NEW YORK — The latest terrorism arrests in New York were announced with the fanfare of a City Hall news conference, a dramatic photo of a broad daylight takedown by the police department and reassurance from local law enforcement officials that a serious threat had been neutralized.
Only one thing was missing: the FBI.
The FBI’s glaring absence at the announcement and silence since then about the arrests of two men described by police as raving anti-Semites and would-be jihadists bent on attacking a synagogue raised questions Friday about the severity of the threat and the strength of the case.
The FBI and the Department of Justice have declined to explain the New York Police Department’s assertion that the FBI-led Joint Terrorism Task Force, always a central player in past terror cases, was made aware of the investigation but decided not to get involved. And the U.S. Attorney’s office in Manhattan, known for its successful prosecution of several high-profile terror cases for nearly two decades, also declined to comment.
But a law enforcement official briefed on the case said Friday that the FBI backed away because it had “reservations” about how it was conducted by the NYPD’s Intelligence Division. The FBI also concluded it “wasn’t a legitimate terrorism case,” said the person, who wasn’t authorized to speak publicly and spoke on condition of anonymity.
In the past, federal authorities have expressed concern about the Intelligence Division’s tactics and its use of a cadre of undercover investigators like one used in the synagogue case.

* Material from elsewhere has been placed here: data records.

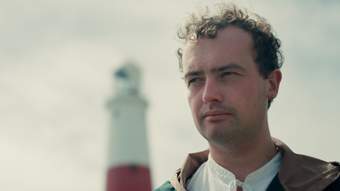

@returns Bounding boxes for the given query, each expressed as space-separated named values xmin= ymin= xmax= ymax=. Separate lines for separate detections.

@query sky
xmin=1 ymin=0 xmax=340 ymax=190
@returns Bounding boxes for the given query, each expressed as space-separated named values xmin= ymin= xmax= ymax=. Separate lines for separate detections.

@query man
xmin=155 ymin=4 xmax=340 ymax=191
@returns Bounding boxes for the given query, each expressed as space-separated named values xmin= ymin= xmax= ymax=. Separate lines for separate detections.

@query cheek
xmin=241 ymin=82 xmax=267 ymax=111
xmin=231 ymin=82 xmax=262 ymax=108
xmin=188 ymin=94 xmax=196 ymax=113
xmin=188 ymin=91 xmax=201 ymax=117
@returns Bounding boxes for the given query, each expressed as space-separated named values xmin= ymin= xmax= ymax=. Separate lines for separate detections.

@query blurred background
xmin=1 ymin=0 xmax=339 ymax=190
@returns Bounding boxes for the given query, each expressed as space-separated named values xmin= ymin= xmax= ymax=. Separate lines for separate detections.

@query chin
xmin=204 ymin=125 xmax=242 ymax=142
xmin=201 ymin=126 xmax=231 ymax=140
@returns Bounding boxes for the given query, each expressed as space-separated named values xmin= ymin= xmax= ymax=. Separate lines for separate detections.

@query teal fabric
xmin=154 ymin=181 xmax=175 ymax=191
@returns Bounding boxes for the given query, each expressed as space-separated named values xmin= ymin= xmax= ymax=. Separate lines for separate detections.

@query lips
xmin=203 ymin=111 xmax=232 ymax=122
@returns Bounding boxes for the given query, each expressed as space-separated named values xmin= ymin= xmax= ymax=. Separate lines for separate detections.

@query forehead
xmin=182 ymin=26 xmax=255 ymax=73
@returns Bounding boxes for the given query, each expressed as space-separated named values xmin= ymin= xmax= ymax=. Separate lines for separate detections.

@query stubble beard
xmin=194 ymin=103 xmax=237 ymax=145
xmin=197 ymin=111 xmax=260 ymax=149
xmin=198 ymin=114 xmax=242 ymax=146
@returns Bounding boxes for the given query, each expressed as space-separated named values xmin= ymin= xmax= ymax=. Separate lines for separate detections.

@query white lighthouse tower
xmin=106 ymin=62 xmax=152 ymax=191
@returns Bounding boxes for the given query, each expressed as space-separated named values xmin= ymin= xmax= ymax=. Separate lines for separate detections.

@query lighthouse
xmin=106 ymin=62 xmax=152 ymax=191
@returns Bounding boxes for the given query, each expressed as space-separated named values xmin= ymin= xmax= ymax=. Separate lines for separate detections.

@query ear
xmin=267 ymin=69 xmax=282 ymax=100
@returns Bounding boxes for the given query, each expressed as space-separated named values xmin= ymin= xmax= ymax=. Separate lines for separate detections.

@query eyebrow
xmin=183 ymin=71 xmax=204 ymax=80
xmin=212 ymin=64 xmax=246 ymax=73
xmin=183 ymin=63 xmax=246 ymax=80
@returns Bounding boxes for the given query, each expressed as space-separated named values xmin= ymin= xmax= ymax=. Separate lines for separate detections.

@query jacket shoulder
xmin=154 ymin=181 xmax=176 ymax=191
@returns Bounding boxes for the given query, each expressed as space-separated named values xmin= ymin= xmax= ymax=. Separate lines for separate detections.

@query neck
xmin=209 ymin=128 xmax=276 ymax=181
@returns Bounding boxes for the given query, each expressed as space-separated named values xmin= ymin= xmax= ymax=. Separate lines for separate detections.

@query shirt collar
xmin=207 ymin=152 xmax=282 ymax=190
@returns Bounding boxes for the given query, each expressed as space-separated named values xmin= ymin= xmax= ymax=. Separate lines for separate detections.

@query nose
xmin=202 ymin=78 xmax=223 ymax=103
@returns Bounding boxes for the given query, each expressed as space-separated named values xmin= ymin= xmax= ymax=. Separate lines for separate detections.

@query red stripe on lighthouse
xmin=106 ymin=165 xmax=152 ymax=191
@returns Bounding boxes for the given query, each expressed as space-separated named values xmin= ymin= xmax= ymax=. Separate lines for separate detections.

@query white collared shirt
xmin=187 ymin=152 xmax=282 ymax=191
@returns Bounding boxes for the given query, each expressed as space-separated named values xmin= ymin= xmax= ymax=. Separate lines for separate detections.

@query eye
xmin=222 ymin=71 xmax=231 ymax=76
xmin=220 ymin=71 xmax=238 ymax=78
xmin=187 ymin=77 xmax=204 ymax=87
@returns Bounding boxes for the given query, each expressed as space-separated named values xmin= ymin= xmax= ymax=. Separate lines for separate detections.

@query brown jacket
xmin=166 ymin=139 xmax=340 ymax=191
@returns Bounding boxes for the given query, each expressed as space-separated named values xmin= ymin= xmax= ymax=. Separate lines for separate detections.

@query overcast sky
xmin=1 ymin=0 xmax=340 ymax=190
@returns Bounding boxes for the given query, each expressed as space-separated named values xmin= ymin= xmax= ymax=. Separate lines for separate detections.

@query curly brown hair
xmin=177 ymin=4 xmax=283 ymax=79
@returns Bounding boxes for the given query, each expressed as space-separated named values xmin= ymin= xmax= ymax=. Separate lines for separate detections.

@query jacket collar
xmin=170 ymin=138 xmax=340 ymax=191
xmin=274 ymin=138 xmax=340 ymax=191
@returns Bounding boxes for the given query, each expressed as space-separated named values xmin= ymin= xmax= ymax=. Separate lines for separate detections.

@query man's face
xmin=182 ymin=26 xmax=281 ymax=146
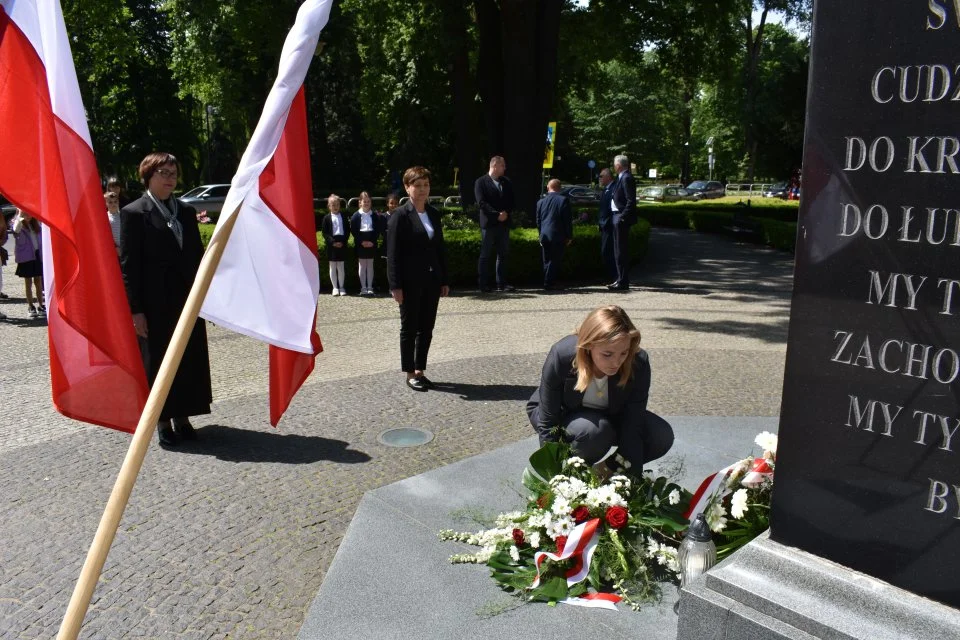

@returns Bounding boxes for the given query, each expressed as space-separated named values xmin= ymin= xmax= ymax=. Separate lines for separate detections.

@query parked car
xmin=763 ymin=182 xmax=789 ymax=199
xmin=0 ymin=195 xmax=17 ymax=221
xmin=640 ymin=185 xmax=692 ymax=203
xmin=558 ymin=185 xmax=601 ymax=202
xmin=684 ymin=180 xmax=725 ymax=200
xmin=180 ymin=184 xmax=231 ymax=216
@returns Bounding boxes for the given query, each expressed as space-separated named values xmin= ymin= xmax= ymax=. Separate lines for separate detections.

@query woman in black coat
xmin=120 ymin=152 xmax=212 ymax=447
xmin=387 ymin=167 xmax=449 ymax=391
xmin=527 ymin=305 xmax=673 ymax=474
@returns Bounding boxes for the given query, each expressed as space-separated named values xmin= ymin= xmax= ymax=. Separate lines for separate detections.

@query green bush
xmin=759 ymin=219 xmax=798 ymax=252
xmin=687 ymin=210 xmax=734 ymax=234
xmin=199 ymin=219 xmax=652 ymax=289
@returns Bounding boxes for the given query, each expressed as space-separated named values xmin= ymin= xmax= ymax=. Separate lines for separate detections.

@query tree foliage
xmin=62 ymin=0 xmax=812 ymax=201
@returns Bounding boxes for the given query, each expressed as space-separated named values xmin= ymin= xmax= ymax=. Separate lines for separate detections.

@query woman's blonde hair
xmin=573 ymin=305 xmax=642 ymax=392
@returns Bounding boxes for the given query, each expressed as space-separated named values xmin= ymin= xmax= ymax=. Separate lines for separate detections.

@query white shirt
xmin=610 ymin=169 xmax=628 ymax=213
xmin=107 ymin=210 xmax=122 ymax=254
xmin=581 ymin=376 xmax=609 ymax=410
xmin=331 ymin=213 xmax=344 ymax=236
xmin=417 ymin=211 xmax=435 ymax=239
xmin=359 ymin=210 xmax=374 ymax=232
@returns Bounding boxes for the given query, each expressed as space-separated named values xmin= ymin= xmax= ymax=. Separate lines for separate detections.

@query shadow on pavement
xmin=173 ymin=424 xmax=372 ymax=464
xmin=658 ymin=316 xmax=790 ymax=344
xmin=428 ymin=381 xmax=536 ymax=402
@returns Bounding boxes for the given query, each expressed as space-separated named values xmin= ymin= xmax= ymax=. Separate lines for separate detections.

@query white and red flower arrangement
xmin=439 ymin=432 xmax=778 ymax=610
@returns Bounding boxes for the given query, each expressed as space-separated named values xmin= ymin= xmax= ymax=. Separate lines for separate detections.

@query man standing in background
xmin=474 ymin=156 xmax=515 ymax=293
xmin=597 ymin=167 xmax=617 ymax=284
xmin=608 ymin=154 xmax=636 ymax=290
xmin=535 ymin=179 xmax=573 ymax=291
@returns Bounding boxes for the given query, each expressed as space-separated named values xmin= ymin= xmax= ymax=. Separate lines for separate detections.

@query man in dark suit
xmin=608 ymin=154 xmax=636 ymax=290
xmin=474 ymin=155 xmax=515 ymax=292
xmin=597 ymin=167 xmax=617 ymax=283
xmin=535 ymin=179 xmax=573 ymax=290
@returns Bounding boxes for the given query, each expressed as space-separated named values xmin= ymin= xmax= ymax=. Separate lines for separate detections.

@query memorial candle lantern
xmin=677 ymin=513 xmax=717 ymax=588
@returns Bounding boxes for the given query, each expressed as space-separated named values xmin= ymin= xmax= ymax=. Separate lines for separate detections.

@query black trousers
xmin=613 ymin=219 xmax=632 ymax=285
xmin=599 ymin=222 xmax=617 ymax=282
xmin=540 ymin=238 xmax=566 ymax=287
xmin=399 ymin=280 xmax=441 ymax=372
xmin=529 ymin=406 xmax=674 ymax=471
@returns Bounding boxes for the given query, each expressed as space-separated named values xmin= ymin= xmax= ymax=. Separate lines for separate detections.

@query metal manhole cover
xmin=378 ymin=427 xmax=434 ymax=447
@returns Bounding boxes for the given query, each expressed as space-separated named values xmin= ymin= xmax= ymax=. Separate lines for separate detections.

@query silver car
xmin=180 ymin=184 xmax=231 ymax=215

The NYPD’s top spokesman, Paul Browne, said Friday that any doubts about the investigation are unwarranted.
“When someone acquires weapons and plans to bomb the largest synagogue in Manhattan he can find, what do you call it? Mischief?” he said.

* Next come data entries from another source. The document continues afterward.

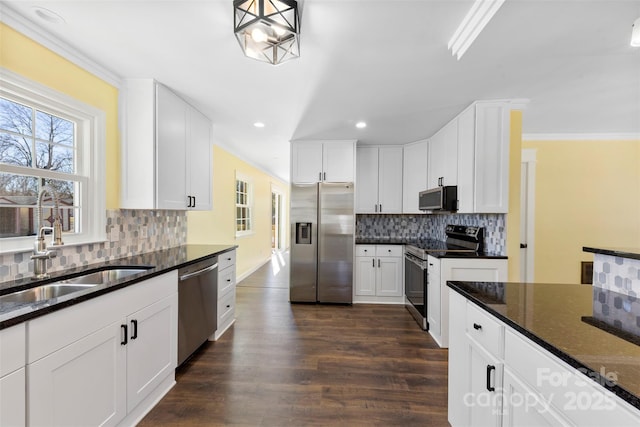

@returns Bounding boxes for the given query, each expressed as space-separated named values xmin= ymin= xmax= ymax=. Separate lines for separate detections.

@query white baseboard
xmin=236 ymin=255 xmax=272 ymax=283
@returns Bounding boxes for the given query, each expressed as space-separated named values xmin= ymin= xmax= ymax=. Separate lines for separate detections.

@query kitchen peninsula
xmin=447 ymin=278 xmax=640 ymax=426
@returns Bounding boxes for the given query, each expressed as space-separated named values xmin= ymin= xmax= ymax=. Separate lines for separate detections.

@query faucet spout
xmin=32 ymin=185 xmax=65 ymax=279
xmin=36 ymin=185 xmax=64 ymax=247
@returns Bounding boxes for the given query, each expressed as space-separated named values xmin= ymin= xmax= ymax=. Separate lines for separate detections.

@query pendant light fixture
xmin=234 ymin=0 xmax=300 ymax=65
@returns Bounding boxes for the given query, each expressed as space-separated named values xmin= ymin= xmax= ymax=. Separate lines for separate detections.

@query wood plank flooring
xmin=139 ymin=252 xmax=449 ymax=426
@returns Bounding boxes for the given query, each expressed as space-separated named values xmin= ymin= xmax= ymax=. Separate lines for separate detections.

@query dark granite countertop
xmin=355 ymin=237 xmax=507 ymax=259
xmin=583 ymin=246 xmax=640 ymax=261
xmin=0 ymin=244 xmax=237 ymax=329
xmin=448 ymin=280 xmax=640 ymax=410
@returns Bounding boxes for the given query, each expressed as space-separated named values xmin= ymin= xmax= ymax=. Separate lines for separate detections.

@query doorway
xmin=271 ymin=186 xmax=285 ymax=251
xmin=520 ymin=149 xmax=536 ymax=282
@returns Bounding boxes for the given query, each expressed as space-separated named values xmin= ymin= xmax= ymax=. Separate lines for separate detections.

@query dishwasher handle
xmin=179 ymin=263 xmax=218 ymax=281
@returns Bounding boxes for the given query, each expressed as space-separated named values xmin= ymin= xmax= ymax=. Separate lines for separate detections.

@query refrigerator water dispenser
xmin=296 ymin=222 xmax=312 ymax=244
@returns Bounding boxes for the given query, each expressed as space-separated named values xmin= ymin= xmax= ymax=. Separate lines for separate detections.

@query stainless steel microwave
xmin=419 ymin=186 xmax=458 ymax=211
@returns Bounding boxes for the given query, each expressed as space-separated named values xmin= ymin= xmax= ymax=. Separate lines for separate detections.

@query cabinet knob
xmin=473 ymin=323 xmax=482 ymax=330
xmin=226 ymin=305 xmax=231 ymax=308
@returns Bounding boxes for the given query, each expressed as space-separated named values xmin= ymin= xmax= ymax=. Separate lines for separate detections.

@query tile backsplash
xmin=356 ymin=213 xmax=506 ymax=255
xmin=0 ymin=209 xmax=187 ymax=282
xmin=592 ymin=254 xmax=640 ymax=297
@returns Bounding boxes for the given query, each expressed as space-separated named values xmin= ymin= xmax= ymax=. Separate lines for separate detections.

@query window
xmin=0 ymin=69 xmax=105 ymax=253
xmin=235 ymin=173 xmax=253 ymax=237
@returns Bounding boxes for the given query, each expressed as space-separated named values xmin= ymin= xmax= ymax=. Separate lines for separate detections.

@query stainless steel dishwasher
xmin=177 ymin=256 xmax=218 ymax=366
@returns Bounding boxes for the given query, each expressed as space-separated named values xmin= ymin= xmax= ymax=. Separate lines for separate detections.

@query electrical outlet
xmin=141 ymin=225 xmax=148 ymax=239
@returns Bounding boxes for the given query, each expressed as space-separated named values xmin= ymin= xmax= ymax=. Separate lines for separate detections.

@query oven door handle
xmin=405 ymin=253 xmax=426 ymax=270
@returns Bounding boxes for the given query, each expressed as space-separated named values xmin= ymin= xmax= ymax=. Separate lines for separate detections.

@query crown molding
xmin=522 ymin=133 xmax=640 ymax=141
xmin=0 ymin=4 xmax=122 ymax=88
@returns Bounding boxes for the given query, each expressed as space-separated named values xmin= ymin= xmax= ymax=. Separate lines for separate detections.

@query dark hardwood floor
xmin=139 ymin=252 xmax=449 ymax=426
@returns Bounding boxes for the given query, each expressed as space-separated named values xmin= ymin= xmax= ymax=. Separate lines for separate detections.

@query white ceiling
xmin=2 ymin=0 xmax=639 ymax=182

Rather than seek the usual federal conspiracy charges, the NYPD worked with the Manhattan district attorney’s office to bring a case under an obscure state terrorism law that the office had never used before and that was viewed as symbolic when it was signed only six days after the Sept. 11, 2001, attacks. The case has been turned over to the office’s Investigation Division, which has a history of prosecuting racketeering, cybercrime and money laundering cases — not terrorism. […]
Obama’s FBI. Who would have thought that The List of 45 would ever come true?